Global financial powerhouse Morgan Stanley is bullish on India, projecting GDP growth to surpass 6.5% in fiscal 2027 amid robust demand from home and abroad. Detailed in Monday’s report, this view hinges on persistent economic vigor.
Key high-frequency pointers confirm a domestic demand uptick, with consumption leading the charge. ‘We foresee growth-friendly policies enduring in a stable macro setup,’ the document asserts, signaling continuity in reform efforts.
External demand is also on an upswing, particularly in commodities, aided by moderated duties from 50% highs and freshly inked FTAs that promise expanded market access.
Backing these projections are updated GDP stats: FY26 Q3 clocked 7.8% growth for real GDP and GVA, a tad softer than the previous period.

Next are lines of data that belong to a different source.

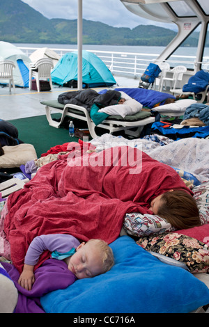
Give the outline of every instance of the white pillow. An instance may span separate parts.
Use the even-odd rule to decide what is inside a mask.
[[[158,112],[171,112],[175,113],[176,111],[179,113],[184,113],[186,111],[186,109],[193,104],[196,103],[196,100],[192,99],[183,99],[182,100],[177,100],[175,102],[163,104],[162,106],[155,106],[153,108],[152,110],[154,111]]]
[[[105,106],[98,110],[100,113],[105,113],[107,115],[121,115],[124,118],[126,115],[134,115],[140,111],[142,109],[142,104],[134,99],[130,98],[125,101],[123,104],[115,104],[113,106]]]
[[[0,168],[20,167],[27,161],[37,159],[32,144],[21,143],[17,145],[2,147],[4,154],[0,156]]]

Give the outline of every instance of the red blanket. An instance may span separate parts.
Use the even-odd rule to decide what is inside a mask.
[[[78,143],[70,144],[78,149]],[[190,192],[173,168],[136,148],[117,147],[83,157],[72,150],[70,157],[42,166],[8,199],[4,231],[20,271],[36,236],[65,233],[109,244],[118,237],[127,212],[151,214],[152,198],[171,189]],[[37,266],[47,257],[45,253]]]

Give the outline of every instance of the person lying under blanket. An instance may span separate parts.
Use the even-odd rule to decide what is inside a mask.
[[[40,167],[7,199],[3,232],[20,272],[29,244],[41,234],[69,234],[79,241],[110,244],[131,212],[157,213],[177,230],[201,225],[192,191],[171,167],[136,147],[88,153],[88,144],[86,150],[85,143],[82,146],[69,143],[68,154]]]

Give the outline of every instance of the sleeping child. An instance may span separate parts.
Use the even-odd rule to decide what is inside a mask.
[[[101,239],[80,243],[73,236],[66,234],[38,236],[33,239],[28,248],[23,271],[18,280],[20,286],[26,289],[32,288],[35,282],[34,266],[45,250],[52,253],[52,259],[63,260],[77,279],[104,273],[114,265],[112,250]]]

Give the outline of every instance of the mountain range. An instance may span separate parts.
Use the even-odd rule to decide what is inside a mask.
[[[48,19],[21,0],[0,0],[0,40],[11,43],[77,44],[77,19]],[[176,35],[169,29],[139,25],[113,27],[83,19],[83,44],[167,46]],[[197,35],[185,45],[194,47]]]

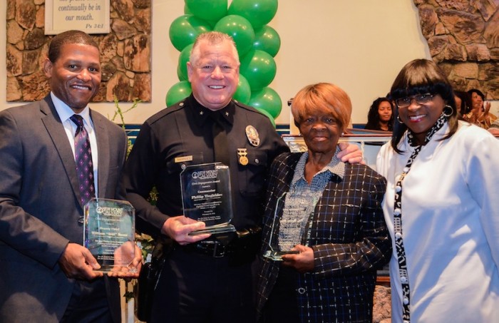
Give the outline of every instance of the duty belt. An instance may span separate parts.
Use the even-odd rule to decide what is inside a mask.
[[[192,244],[192,251],[211,256],[214,258],[221,258],[228,255],[229,247],[218,241],[200,241]]]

The new 2022-23 base year replaces 2011-12, aligning measurements with today’s economy—think digital boom, informal sector nuances, and service dominance.
The overhaul features cutting-edge tools like double deflation, supply-use balances, and enriched datasets from GST, e-mobility, and PFMS. Full FY26 growth now stands at a revised 7.6%, improved from 7.4%.
Morgan Stanley’s insights affirm India’s resilience and forward momentum, potentially rewriting growth narratives for FY27 and beyond.